First we measure and mark our PVC pipe where the hole for the drains will be drilled. I used a pair of pruning scissors to get a little groove into the PVC, so the drill bit with the pointy end would grip right away. It worked great. A 3/4" drill bit would be enough but I went a bit larger. Now drill out holes for the bucket-drains. 

     

Here's the bato bucket, you can see the reservoir. Two elbows are combined for one drain fitting. This way, the water always siphons out from the bottom and never leaves stale water in the bucket. The next pisture shows how the bato drain-plug fits into the PVC pipe. The buckets are the same just a different color. 

   

 Here's the layout, assembled in the room. Since in this set-up, the reservoir is 2' lower than the system, it's easy to drain. I just put a slight angle on it by raising the long side of the pipes about 2" and the downward pipe that leads to the reservoir about 1". If your reservoir is in the same room, you'll have raise the buckets so gravity can do it's thing.
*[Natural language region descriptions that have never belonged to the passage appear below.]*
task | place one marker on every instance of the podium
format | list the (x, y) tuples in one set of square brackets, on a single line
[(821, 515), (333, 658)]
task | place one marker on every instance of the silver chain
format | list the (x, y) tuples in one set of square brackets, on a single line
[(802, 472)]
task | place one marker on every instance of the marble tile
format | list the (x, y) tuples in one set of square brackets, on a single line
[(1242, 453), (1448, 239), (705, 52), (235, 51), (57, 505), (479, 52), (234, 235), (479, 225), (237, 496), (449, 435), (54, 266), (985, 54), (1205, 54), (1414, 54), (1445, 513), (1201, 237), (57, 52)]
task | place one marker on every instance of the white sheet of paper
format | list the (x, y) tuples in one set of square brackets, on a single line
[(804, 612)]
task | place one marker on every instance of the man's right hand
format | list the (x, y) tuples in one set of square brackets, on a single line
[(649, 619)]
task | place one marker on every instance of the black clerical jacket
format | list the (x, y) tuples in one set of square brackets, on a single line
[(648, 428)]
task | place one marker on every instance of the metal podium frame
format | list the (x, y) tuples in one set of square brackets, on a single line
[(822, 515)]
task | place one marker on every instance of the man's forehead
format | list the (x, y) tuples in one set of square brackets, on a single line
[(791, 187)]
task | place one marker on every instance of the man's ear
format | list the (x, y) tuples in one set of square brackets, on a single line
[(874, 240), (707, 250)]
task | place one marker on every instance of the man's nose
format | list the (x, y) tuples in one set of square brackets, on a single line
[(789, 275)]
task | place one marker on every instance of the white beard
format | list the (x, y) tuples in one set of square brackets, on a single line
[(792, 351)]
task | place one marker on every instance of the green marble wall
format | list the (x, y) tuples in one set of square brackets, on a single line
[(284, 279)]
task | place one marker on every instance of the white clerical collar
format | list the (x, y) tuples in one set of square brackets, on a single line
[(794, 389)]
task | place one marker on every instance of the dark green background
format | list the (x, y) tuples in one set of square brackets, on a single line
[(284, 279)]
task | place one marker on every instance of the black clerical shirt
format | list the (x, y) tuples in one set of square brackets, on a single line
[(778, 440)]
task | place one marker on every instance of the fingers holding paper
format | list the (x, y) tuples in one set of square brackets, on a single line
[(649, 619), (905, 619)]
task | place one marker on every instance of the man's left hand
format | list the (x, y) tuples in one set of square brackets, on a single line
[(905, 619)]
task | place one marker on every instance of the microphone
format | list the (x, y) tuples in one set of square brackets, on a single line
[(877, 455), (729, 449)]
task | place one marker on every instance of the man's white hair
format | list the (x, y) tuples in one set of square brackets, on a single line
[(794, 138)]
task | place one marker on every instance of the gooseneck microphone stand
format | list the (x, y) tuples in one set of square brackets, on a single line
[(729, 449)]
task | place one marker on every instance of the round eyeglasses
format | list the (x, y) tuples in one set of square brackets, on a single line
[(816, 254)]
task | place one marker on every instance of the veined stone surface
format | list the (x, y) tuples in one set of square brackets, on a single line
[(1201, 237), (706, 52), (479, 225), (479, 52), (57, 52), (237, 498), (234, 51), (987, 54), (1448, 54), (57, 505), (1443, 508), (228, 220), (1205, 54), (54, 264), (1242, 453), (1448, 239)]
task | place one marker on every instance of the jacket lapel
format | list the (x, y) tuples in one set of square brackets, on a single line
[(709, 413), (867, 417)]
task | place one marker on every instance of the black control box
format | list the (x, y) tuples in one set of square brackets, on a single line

I've seen PVC structures, tables and the common "sawhorse" set-up. 

You will of course have to figure out how many T-fittings and elbows you'll need to construct the drain pipe. ($0.50 - $2 a piece) It's really very easy to piece this together an Erector set would be way more complicated. Make sure you get PVC Primer and PVC Cement to make sure they are leak-proof. 
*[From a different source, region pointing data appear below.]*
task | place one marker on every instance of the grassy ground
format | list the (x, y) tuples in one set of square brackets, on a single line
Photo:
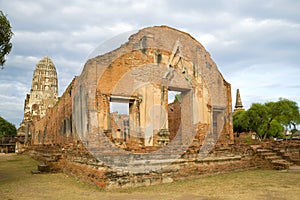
[(16, 182)]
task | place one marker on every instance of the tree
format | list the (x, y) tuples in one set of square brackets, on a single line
[(268, 119), (5, 36), (7, 128)]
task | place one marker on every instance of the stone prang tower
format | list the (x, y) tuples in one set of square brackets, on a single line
[(238, 102), (43, 93)]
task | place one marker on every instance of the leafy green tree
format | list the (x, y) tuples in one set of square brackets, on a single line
[(7, 128), (5, 36), (268, 119)]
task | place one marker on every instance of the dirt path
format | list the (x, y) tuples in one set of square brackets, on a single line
[(16, 182)]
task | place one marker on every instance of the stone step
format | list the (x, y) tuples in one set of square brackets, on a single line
[(295, 168), (280, 164), (263, 150)]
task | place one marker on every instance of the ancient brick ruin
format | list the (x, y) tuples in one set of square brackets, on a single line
[(156, 141)]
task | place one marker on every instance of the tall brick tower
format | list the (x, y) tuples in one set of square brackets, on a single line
[(43, 93), (238, 102)]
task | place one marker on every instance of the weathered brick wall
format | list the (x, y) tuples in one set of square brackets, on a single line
[(78, 124), (56, 127), (77, 161)]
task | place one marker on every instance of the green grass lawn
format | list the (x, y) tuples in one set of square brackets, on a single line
[(17, 182)]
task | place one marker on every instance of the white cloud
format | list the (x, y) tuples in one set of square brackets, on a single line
[(255, 44)]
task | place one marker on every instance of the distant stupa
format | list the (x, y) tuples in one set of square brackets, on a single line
[(238, 102), (43, 93)]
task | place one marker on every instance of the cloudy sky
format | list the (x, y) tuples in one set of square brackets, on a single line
[(256, 44)]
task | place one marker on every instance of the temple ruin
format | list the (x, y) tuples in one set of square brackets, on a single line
[(155, 138), (43, 94)]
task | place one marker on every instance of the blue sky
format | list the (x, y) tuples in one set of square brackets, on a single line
[(255, 44)]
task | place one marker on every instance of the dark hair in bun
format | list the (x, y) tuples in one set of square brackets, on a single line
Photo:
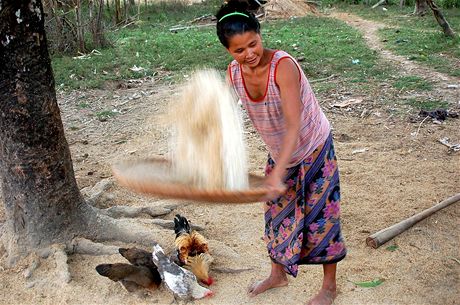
[(234, 18)]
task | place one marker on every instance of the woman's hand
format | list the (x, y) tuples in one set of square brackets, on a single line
[(275, 186)]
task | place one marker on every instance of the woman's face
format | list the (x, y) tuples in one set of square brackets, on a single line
[(246, 48)]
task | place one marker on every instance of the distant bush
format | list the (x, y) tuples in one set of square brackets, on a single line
[(441, 3)]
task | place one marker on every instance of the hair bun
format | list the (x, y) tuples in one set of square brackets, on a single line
[(238, 5)]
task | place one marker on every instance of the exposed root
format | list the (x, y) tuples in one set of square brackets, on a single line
[(127, 230), (167, 224), (131, 212), (94, 194), (62, 268), (85, 246)]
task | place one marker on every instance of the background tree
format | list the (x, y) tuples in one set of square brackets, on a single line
[(45, 211)]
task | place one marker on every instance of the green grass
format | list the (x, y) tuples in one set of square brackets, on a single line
[(327, 47), (417, 38)]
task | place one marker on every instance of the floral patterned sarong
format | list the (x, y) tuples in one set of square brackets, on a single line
[(303, 225)]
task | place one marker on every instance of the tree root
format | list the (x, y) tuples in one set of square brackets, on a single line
[(85, 246), (62, 268), (132, 212)]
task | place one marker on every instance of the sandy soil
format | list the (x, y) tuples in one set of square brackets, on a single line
[(403, 170)]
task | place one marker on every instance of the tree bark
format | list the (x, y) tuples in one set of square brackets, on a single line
[(97, 29), (117, 12), (421, 8), (43, 204), (80, 28), (440, 19)]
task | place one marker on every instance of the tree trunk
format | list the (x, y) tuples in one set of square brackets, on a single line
[(97, 29), (440, 19), (117, 12), (43, 205), (41, 197), (421, 8), (80, 28)]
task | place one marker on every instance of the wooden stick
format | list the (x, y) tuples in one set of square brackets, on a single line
[(378, 3), (382, 236)]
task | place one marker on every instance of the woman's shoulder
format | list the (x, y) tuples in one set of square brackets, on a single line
[(280, 54)]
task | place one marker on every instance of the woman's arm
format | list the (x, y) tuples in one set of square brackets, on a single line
[(288, 80)]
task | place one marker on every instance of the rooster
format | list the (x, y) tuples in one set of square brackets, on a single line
[(192, 250), (181, 282), (131, 277)]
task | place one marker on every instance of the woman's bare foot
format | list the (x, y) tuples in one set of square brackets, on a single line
[(268, 283), (324, 297)]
One more important point about the PVC pipes: They are dirty when you buy them. Take the time to wash them with a bleach solution to sterilize everything. I scrubbed them on the outside, and used a long stick to shove a big sponge with bleach-water through them. Rinse very well and let them be for at least a day before using. After all, your girls' food will run through those pipes.


----------



## KittyBitty (Feb 15, 2009)

thanks for the sweet post. 
I was wondering if u could show some more details lke the pump plumbing in the resovoir. I am trying to build this type of system and hve never done it b4 so I am a bit confused. Thanks.


----------



## Heath Robinson (Feb 16, 2009)

Nice post and nice system! good to see a "how to" posted up as the bato buckets work really well.


Heath


----------



## midwestfunkmaster (Dec 4, 2010)

Hmmmmmmmmmm


----------